Google’s BERT is a significant leap in the world of Artificial Intelligence. A computer system like this can learn, understand, and process the small idiosyncrasies of language and use them to tackle specific tasks.
Moreover, BERT uses unsupervised learning (data without labels) through a model known as self-attention. It learns by analyzing millions of sentences via books in all genres, even including romance and science fiction novels. Through this extensive library of data, BERT learned to guess missing words anywhere in a sentence, by understanding the basic relationship between words.
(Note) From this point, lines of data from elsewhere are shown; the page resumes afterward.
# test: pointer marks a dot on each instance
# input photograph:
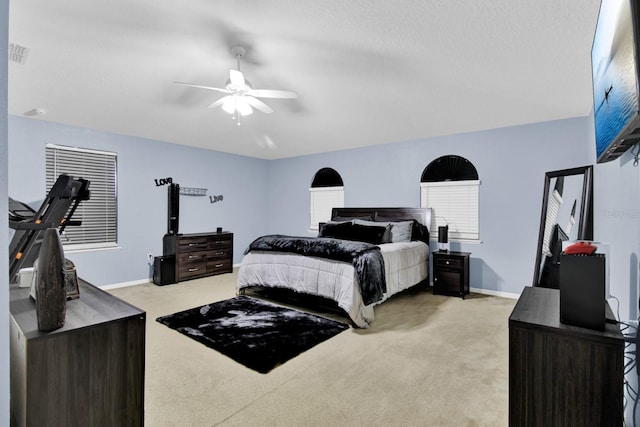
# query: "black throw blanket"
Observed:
(366, 258)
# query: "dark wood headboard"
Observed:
(422, 215)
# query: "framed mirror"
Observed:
(567, 215)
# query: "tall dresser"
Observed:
(200, 254)
(562, 375)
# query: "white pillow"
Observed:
(396, 231)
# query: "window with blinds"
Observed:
(324, 199)
(454, 203)
(326, 193)
(98, 215)
(450, 186)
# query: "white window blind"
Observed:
(98, 214)
(454, 203)
(323, 199)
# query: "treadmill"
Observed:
(56, 212)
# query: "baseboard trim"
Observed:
(125, 284)
(509, 295)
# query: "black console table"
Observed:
(561, 374)
(90, 372)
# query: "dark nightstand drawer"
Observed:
(449, 262)
(451, 273)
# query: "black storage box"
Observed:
(582, 290)
(164, 270)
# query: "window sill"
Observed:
(471, 242)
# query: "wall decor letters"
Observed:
(163, 181)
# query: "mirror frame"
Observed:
(585, 219)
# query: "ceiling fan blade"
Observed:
(259, 105)
(236, 78)
(267, 93)
(217, 89)
(218, 102)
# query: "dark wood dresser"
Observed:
(90, 372)
(200, 254)
(562, 375)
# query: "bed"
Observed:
(374, 259)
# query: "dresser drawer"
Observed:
(187, 257)
(222, 243)
(190, 270)
(191, 244)
(220, 266)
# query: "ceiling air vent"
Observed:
(18, 53)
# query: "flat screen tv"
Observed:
(614, 65)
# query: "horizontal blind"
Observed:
(323, 199)
(454, 203)
(98, 214)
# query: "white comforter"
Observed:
(406, 264)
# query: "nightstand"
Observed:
(451, 273)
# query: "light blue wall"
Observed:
(142, 206)
(511, 164)
(273, 196)
(4, 250)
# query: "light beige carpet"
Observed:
(427, 360)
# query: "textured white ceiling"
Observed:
(366, 71)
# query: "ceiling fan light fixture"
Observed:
(243, 106)
(229, 105)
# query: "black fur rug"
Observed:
(253, 332)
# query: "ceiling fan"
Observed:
(241, 98)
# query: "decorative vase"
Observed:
(51, 294)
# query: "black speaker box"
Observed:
(173, 208)
(164, 270)
(582, 290)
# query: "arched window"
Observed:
(327, 192)
(450, 186)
Though BERT is a big leap in the right direction, researchers are nowhere near where they want to be with AI, and BERT is still far from having a human-level of common sense. Who knows, in the near future, you could have late night conversations with your home system. BERT is currently already trained in 102 languages.
Empathic AI in Healthcare
Three years ago, Spanish telecommunications giant Telefónica established Alpha, a lab in Barcelona working (in stealth) on innovative technology that holds the promise of potential new revenue streams.
Today, they’re exploring new approaches to machine learning in the hope of building empathic, ethical software. It’s something completely different — software that can one day track your daily decisions and nudge you to make healthier ones, called Alpha Health Moonshot.
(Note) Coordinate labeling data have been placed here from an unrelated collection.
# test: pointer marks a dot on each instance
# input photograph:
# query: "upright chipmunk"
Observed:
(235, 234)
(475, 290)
Alpha uses machine-learning techniques to monitor daily activity and make suggestions for smart eating. For example, it will understand that you’re eating chocolate because you’re frustrated and try to give you an alternative path.
Without getting too deep into the technical weeds, the Alpha team is trying to find a middle ground between two distinct approaches to machine learning: symbolic machine learning, which uses fixed logic to make decisions, and deep-neural networks, which are more powerful and flexible but harder to understand and reprogram.
The aim is to build the magical algorithm that’s both precise and explainable.
For now, they’re focused on building ethics, as well as empathy into the algorithms that will drive the service. They are working on understanding the users’ emotional state and adapt the application of the service to the specific user data.
We were amazed and grateful to experience first-hand what the future of Artificial Intelligence holds. It was a pleasure to be a part of every conversation and to have helped those who reached out!
In this rapidly changing technological world, it’s exciting to see the many startups that arise and disrupt the industry with their innovations.
Remember, AI technology is growing exponentially and the competition out there is fierce! Startups must always prepare for the future and protect their intellectual property.